Acrylic dentures vs. other dentures

Losing one’s teeth can be an unpleasant experience for anyone. But fortunately, well-fitted partial or full dentures can be indistinguishable from natural teeth. Dentures are available in various materials such as porcelain, acrylic and composite resins.  Porcelain and acrylic dentures are the most commonly used. However, the most appropriate material involves careful consideration of wear and tear, maintenance and durability.

  •         Wear: Porcelain can be harder than acrylic. Porcelain teeth are more durable as they can resist wear (deterioration) and the dentures can preserve normal jaw movements and also alignment for a longer period of time. Acrylic teeth on the other hand may have abrasion. It could wear down with time and can cause changes in the length of the teeth.
  •         Strength: Porcelain teeth can chip off and have cracks in comparison to teeth made of acrylic. Acrylic teeth are less likely to break, chip off or develop fractures. Acrylic Dentures are a better choice of dentures than porcelain if you need only partial dentures as porcelain may cause excessive wear on natural teeth.
  •         Bone Loss: Acrylic teeth are often chosen by those who face bone loss in their jaws or those who have unhealthy gums. Chewing puts pressure on the dentures which would transfer that force on to the bones underlying the gums. Constant force can change the underlying bone and that affects the dentures or the bite. The unbalanced pressure might cause further damage to the bone. Porcelain teeth can easily transfer great amounts of force with higher intensity when compared to acrylic teeth. Acrylic teeth also transfer less pressure that arises due to different habits such as tapping teeth, clenching or grinding.
  •         Cleaning: Acrylic teeth have the power to resist staining. However, they contain microscopic pits that can hold bacteria. Quick soaking or brushing doesn’t effectively remove bacteria. However, overnight soaking can help in thorough cleaning of the dentures. If this is not done, the bacteria left on the acrylic teeth can easily and rapidly multiply to cause an infection or bad breath. At the same time, porcelain dentures need to be handled carefully while cleaning. They need to be cleaned over the sink filled with water to reduce the amount of chipping in case the dentures slip and fall.
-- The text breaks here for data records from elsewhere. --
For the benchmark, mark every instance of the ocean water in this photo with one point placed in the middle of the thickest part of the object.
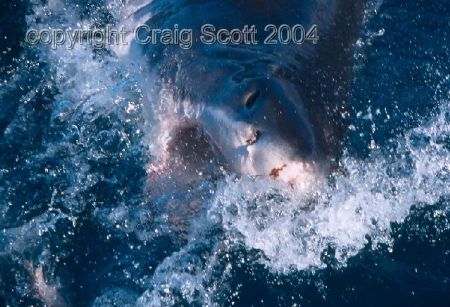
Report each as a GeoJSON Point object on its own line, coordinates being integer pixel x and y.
{"type": "Point", "coordinates": [75, 146]}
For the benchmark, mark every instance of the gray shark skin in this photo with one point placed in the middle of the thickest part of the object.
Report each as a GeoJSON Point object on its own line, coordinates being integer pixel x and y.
{"type": "Point", "coordinates": [262, 107]}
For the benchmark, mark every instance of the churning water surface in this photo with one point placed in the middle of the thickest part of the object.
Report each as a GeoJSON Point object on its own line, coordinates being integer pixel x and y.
{"type": "Point", "coordinates": [73, 199]}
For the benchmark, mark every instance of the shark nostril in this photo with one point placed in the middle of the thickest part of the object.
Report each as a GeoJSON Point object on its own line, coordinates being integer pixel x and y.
{"type": "Point", "coordinates": [254, 138]}
{"type": "Point", "coordinates": [251, 99]}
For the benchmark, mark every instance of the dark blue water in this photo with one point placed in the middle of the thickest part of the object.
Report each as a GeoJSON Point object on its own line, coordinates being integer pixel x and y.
{"type": "Point", "coordinates": [73, 158]}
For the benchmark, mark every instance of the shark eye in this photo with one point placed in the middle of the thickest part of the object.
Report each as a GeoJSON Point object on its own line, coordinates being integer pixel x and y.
{"type": "Point", "coordinates": [251, 99]}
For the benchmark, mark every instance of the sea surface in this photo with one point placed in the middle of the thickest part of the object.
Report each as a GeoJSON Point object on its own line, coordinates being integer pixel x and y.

Porcelain and acrylic dentures are different when it comes to costing as well. But while acrylic dentures are quieter and are similar to natural teeth, porcelain teeth, on the other hand, might cause some sound while chewing. But both acrylic and porcelain dentures need to be checked regularly by a professional to ensure it fits properly. In terms of durability, acrylic dentures wear out sooner than the porcelain dentures.

Patients always choose the right partial dentures based on their convenience. The prosthetist can carefully assess the options as well as overall health of an individual to determine the sustainability for various types of partial dentures. They take into account various factors including the appearance, feel, grip and stability, oral sensitivity, financial considerations, oral health and teeth structure, financial considerations, support of remaining teeth and control of the patient and dexterity. The choice of dentures, either the porcelain ones or acrylic one is up to you. All you need to do is schedule an appointment with a dentist and you’ll soon have brand new teeth!